# Deer & Turkey Expo



## monster7 (Nov 17, 2010)

Anyone looking forward to the expo this coming weekend? Taking any deer to get scored? I went last year for the first time in probably 10 years and I was a little disappointed. Hopefully this year will be better!


----------



## firemanstevec34 (Apr 14, 2008)

I also went last year. So many people you couldn't hardly get in the door. Thankfully the World Predator Hunters convention was next door. That was a great show. I'm sure the Deer and Turkey Expo was good also just had my two little boys with me and I was afraid I would lose one of them in the crowd.


----------



## negs (May 25, 2010)

wouldn't miss it! going down sunday:!


----------



## ezbite (May 25, 2006)

wheres it at?


----------



## LilSiman/Medina (Nov 30, 2010)

Loved it last year! Did anone see my 14 point Non-Typical? It was right next to the New Crossbow State Record! It was one of the biggest there.. Not trying to bag. But I loved the show and didn't win any contest with my buck. Definatly going down this weekend with some of my buddies.. hoping to get some cheap turkey hunting stuff.


----------



## eyedream (Aug 24, 2007)

ezbite said:


> wheres it at?


Ohio State Fairgrounds, Columbus.
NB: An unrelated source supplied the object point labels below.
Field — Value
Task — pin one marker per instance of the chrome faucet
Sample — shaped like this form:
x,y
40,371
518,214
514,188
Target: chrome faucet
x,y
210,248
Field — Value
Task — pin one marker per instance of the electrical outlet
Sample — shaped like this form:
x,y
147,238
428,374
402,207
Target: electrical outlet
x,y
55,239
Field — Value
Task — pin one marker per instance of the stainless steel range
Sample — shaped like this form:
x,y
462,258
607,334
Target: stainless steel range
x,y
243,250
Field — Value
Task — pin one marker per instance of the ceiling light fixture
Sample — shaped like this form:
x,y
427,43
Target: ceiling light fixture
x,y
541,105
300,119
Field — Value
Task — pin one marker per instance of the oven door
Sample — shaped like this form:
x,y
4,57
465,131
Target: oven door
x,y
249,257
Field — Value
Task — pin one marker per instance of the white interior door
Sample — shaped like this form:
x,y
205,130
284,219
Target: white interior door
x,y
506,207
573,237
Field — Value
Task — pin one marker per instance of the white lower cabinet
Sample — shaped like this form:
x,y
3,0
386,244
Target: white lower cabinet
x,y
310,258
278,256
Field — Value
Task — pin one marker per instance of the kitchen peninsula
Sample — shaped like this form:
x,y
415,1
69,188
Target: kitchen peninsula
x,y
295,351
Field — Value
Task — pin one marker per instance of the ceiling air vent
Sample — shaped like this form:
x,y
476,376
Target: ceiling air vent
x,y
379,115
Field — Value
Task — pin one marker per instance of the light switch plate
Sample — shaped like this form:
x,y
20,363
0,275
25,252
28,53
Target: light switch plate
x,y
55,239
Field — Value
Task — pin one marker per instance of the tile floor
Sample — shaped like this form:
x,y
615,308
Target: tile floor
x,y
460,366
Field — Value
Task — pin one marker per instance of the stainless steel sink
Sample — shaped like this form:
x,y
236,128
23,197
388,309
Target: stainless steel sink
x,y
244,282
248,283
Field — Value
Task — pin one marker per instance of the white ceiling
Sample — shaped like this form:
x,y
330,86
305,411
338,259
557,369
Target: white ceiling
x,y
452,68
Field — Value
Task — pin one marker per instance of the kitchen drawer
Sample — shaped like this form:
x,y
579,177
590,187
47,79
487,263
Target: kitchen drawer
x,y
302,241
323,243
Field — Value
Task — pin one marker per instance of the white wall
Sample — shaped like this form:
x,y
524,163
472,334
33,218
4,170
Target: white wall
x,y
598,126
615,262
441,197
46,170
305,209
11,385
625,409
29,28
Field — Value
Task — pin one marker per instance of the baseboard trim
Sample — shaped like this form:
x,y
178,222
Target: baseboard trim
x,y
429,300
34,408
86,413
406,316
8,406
The website is www.deerinfo.com


----------



## I_Shock_Em (Jul 20, 2008)

i'd be there if i wasn't on call for work


----------



## wildman (Sep 3, 2008)

I'll be there early Sunday....


----------



## T-180 (Oct 18, 2005)

My youngest son & I try to go down every year. Wasn't able to go last year, but we're headed there Sunday morning ........... have to remember to take more cash this time !!!


----------



## wildman (Sep 3, 2008)

T-180, It's like the casino. If you take more you spend more. LOL


----------



## T-180 (Oct 18, 2005)

Well I took more & , sure enough, I spent it all. Had to unload half of it out in the barn before we came in the house !!! The wife is understanding, but not that much.


----------



## wildman (Sep 3, 2008)

Next year I will save up, have a stash of money that way she will not see it gone. I just suck at that planing ahead stuff..LOL


----------